Aku membuka pintu itu cuma gagal sebab masih terkunci."Yase, ini aku, Arkan."

Pintu lemari terbuka dan keluarlah Yasemin dengan pakaian putihnya yang sudah kumal. Gadis itu memelukku. "Aku takut sekali, Arkan."

"Kau sudah aman sekarang," kataku. Yasemin menoleh pada Zarif. "Dia Zarif."

"Elf yang kemarin," bisik Yasemin. "Terima kasih."

"Zarif, ini Yasemin. Orang yang kemarin

Membantuku membawamu ke rumah tabib."

Zarif menaruh tangannya di dada kemudian menunduk. "Terima kasih, Nona Yasemin," katanya dengan sopan.

"Di mana Paman Aftal?" Aku bertanya pada Yasemin yang sudah cukup tenang.

"Ayah bersama pekerja berlari ke hutan belakang."

"Apa?" Berlari ke hutan bukan ide yang baik. Kenapa pamanku tidak berlari ke balai desa atau ke rumah warga.

"Di mana pedang Direnc?" potong Zarif.

Yasemin mengerutkan keningnya. "Direnc?"

"Pedangku yang disita ayahmu," jelasku.

"Oh, Pedang itu?"

"Ya, di mana kira-kira ayahmu menyimpannya?"

"Pedang itu telah di jual oleh Ayah pada Bamsi siang tadi."

"Sial!" Aku mengumpat.

"Siapa Bamsi?"

"Laki-laki tua yang gemar merusak pedang ataupun besi lainnya yang sudah tidak berguna lalu menjadikannya barang yang baru dengan kata lain, Bamsi adalah seorang pandai besi."

"Tunggu apa lagi, kita pergi ke sana," ujar Zarif.

"Bagaimana dengan ayahku?" tanya Yasemin.

"Zarif boleh kita bicara sebentar?"

Aku berjalan ke luar kamar dan Zarif mengikutinya dari belakang. "Zarif, bisakah kau menolong pamanku?"

"Prioritasku adalah pedang Direnc dan pemiliknya."

"Aku berjanji akan membantu menyelamatkan para sandra yang tengah ditawan di markas Orc. Di sana ada adikmu,kan? Aku tidak akan beralasan lagi dan juga aku pastikan kalau pedang Direnc akan berada di tanganku."

"Baiklah. Aku akan menolong pamanmu," jawab Zarif dengan nada yang lantang.

"Yasemin, kau akan ikut bersamaku atau bersembunyi di sini?"

"Aku akan ikut denganmu ke rumah Bamsi."

"Kalau begitu, setelah selesai aku akan pergi ke balai desa."

"Baiklah.

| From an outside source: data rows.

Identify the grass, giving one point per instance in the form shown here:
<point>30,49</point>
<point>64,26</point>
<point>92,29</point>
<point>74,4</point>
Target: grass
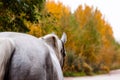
<point>74,74</point>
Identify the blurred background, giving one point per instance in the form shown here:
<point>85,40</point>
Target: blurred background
<point>91,46</point>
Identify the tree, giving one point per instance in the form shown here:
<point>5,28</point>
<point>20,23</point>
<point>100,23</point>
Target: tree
<point>14,12</point>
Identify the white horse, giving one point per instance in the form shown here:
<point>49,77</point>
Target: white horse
<point>25,57</point>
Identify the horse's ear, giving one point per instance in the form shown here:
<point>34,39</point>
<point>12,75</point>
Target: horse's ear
<point>64,38</point>
<point>51,40</point>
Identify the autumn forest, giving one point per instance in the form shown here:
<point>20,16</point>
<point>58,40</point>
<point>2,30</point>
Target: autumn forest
<point>91,47</point>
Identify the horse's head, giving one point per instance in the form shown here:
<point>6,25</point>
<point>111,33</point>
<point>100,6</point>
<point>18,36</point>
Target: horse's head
<point>58,46</point>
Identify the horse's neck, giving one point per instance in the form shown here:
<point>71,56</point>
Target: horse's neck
<point>56,64</point>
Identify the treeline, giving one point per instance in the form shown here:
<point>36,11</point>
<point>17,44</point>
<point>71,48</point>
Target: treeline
<point>91,47</point>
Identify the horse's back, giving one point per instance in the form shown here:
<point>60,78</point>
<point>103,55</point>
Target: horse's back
<point>29,59</point>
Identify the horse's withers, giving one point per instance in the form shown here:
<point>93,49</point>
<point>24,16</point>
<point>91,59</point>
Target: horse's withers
<point>7,47</point>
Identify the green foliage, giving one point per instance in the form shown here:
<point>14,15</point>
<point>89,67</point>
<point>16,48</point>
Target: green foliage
<point>14,12</point>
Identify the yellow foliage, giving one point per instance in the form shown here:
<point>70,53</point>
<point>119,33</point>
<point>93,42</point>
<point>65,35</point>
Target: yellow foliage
<point>35,29</point>
<point>56,9</point>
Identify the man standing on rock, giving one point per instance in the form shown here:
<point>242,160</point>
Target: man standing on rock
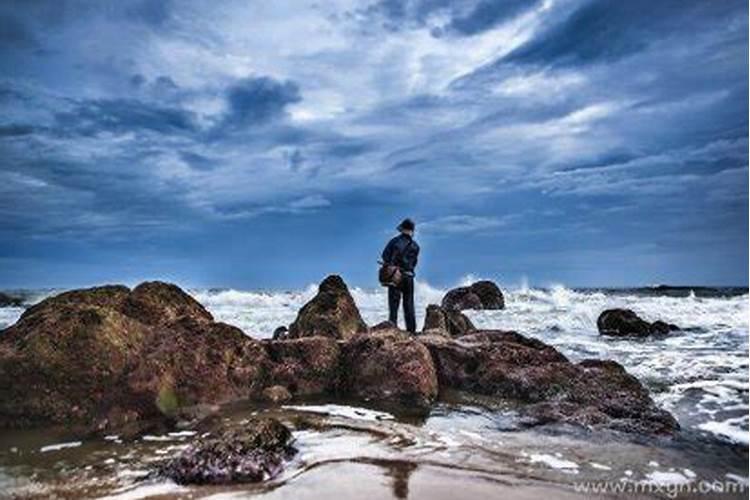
<point>402,251</point>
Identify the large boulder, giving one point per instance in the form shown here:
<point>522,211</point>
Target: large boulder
<point>546,386</point>
<point>626,323</point>
<point>107,356</point>
<point>190,362</point>
<point>331,313</point>
<point>252,453</point>
<point>64,363</point>
<point>305,366</point>
<point>388,366</point>
<point>10,300</point>
<point>449,322</point>
<point>480,295</point>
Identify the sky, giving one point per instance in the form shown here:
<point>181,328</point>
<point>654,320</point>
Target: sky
<point>264,145</point>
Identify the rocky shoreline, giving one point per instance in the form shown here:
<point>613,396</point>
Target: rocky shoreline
<point>111,358</point>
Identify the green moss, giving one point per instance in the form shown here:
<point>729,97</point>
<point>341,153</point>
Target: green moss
<point>166,400</point>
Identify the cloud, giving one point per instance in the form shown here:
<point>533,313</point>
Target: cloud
<point>258,100</point>
<point>124,115</point>
<point>604,31</point>
<point>465,224</point>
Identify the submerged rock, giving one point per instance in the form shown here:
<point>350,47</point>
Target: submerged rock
<point>480,295</point>
<point>389,365</point>
<point>449,322</point>
<point>10,301</point>
<point>626,323</point>
<point>276,394</point>
<point>547,386</point>
<point>253,453</point>
<point>331,313</point>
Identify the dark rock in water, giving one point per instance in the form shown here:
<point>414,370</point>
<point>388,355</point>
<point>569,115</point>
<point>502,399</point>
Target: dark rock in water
<point>548,386</point>
<point>106,357</point>
<point>626,323</point>
<point>383,325</point>
<point>448,322</point>
<point>276,394</point>
<point>256,452</point>
<point>10,301</point>
<point>480,295</point>
<point>281,333</point>
<point>331,313</point>
<point>190,362</point>
<point>663,328</point>
<point>391,366</point>
<point>305,366</point>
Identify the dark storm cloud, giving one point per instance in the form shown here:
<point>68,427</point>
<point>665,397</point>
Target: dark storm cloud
<point>605,31</point>
<point>123,115</point>
<point>545,127</point>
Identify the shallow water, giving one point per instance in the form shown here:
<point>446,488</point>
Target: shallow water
<point>467,446</point>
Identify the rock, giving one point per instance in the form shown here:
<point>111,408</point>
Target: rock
<point>547,386</point>
<point>662,328</point>
<point>281,333</point>
<point>331,313</point>
<point>276,394</point>
<point>256,452</point>
<point>158,303</point>
<point>190,362</point>
<point>388,366</point>
<point>10,301</point>
<point>64,363</point>
<point>480,295</point>
<point>626,323</point>
<point>305,366</point>
<point>448,322</point>
<point>107,356</point>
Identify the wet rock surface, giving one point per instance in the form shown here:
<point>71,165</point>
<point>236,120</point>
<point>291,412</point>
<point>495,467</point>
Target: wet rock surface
<point>7,300</point>
<point>305,366</point>
<point>107,356</point>
<point>626,323</point>
<point>389,365</point>
<point>331,313</point>
<point>480,295</point>
<point>253,453</point>
<point>548,387</point>
<point>448,322</point>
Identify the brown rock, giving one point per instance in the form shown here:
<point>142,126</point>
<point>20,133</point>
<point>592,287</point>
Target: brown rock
<point>158,303</point>
<point>276,394</point>
<point>551,388</point>
<point>305,366</point>
<point>480,295</point>
<point>389,366</point>
<point>331,313</point>
<point>64,362</point>
<point>191,362</point>
<point>253,453</point>
<point>626,323</point>
<point>106,356</point>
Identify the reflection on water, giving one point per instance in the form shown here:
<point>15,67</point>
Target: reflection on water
<point>462,446</point>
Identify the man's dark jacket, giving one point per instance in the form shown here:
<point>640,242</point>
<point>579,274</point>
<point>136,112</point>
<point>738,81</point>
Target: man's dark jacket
<point>402,251</point>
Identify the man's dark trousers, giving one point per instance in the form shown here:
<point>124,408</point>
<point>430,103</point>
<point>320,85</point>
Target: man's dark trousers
<point>394,297</point>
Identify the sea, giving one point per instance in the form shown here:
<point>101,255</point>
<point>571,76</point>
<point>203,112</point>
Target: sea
<point>466,443</point>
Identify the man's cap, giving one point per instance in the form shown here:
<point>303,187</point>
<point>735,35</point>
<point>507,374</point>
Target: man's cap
<point>406,225</point>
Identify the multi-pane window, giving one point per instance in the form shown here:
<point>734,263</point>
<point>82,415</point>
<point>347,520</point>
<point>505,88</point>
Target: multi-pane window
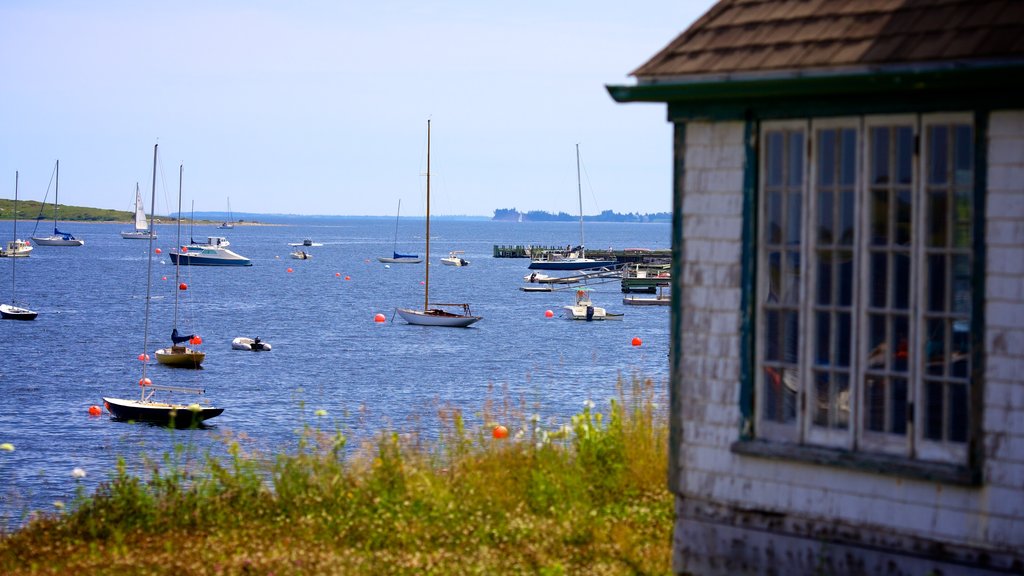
<point>864,289</point>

Kita akan berkumpul di sana."

Zarif dengan cepatnya melesat ke luar melalui jendela.

"Baiklah," kataku pada Yasemin. "Saatnya kita pergi."

Aku dan Yasemin baru setengah jalan menuju rumah Bamsi. Langkah kami terhenti dengan pemandangan yang mengerikan tepat di depan kami.

Para Orc menyerang desa. Merusak rumah, menyerang siapa saja yang mereka temukan, tidak perduli laki-laki atau perempuan. Orang tua atau anak-anak.

Beberapa pria melakukan perlawan seadanya meski nyawa menjadi taruhannya.

"Kacau sekali," gumanku.

"Arkan, bagaimana ini?" Yasemin memegang tanganku dengan erat.

Aku masih membawa pedang Zarif. "Kita harus segera mengambil pedang Direnc," kataku.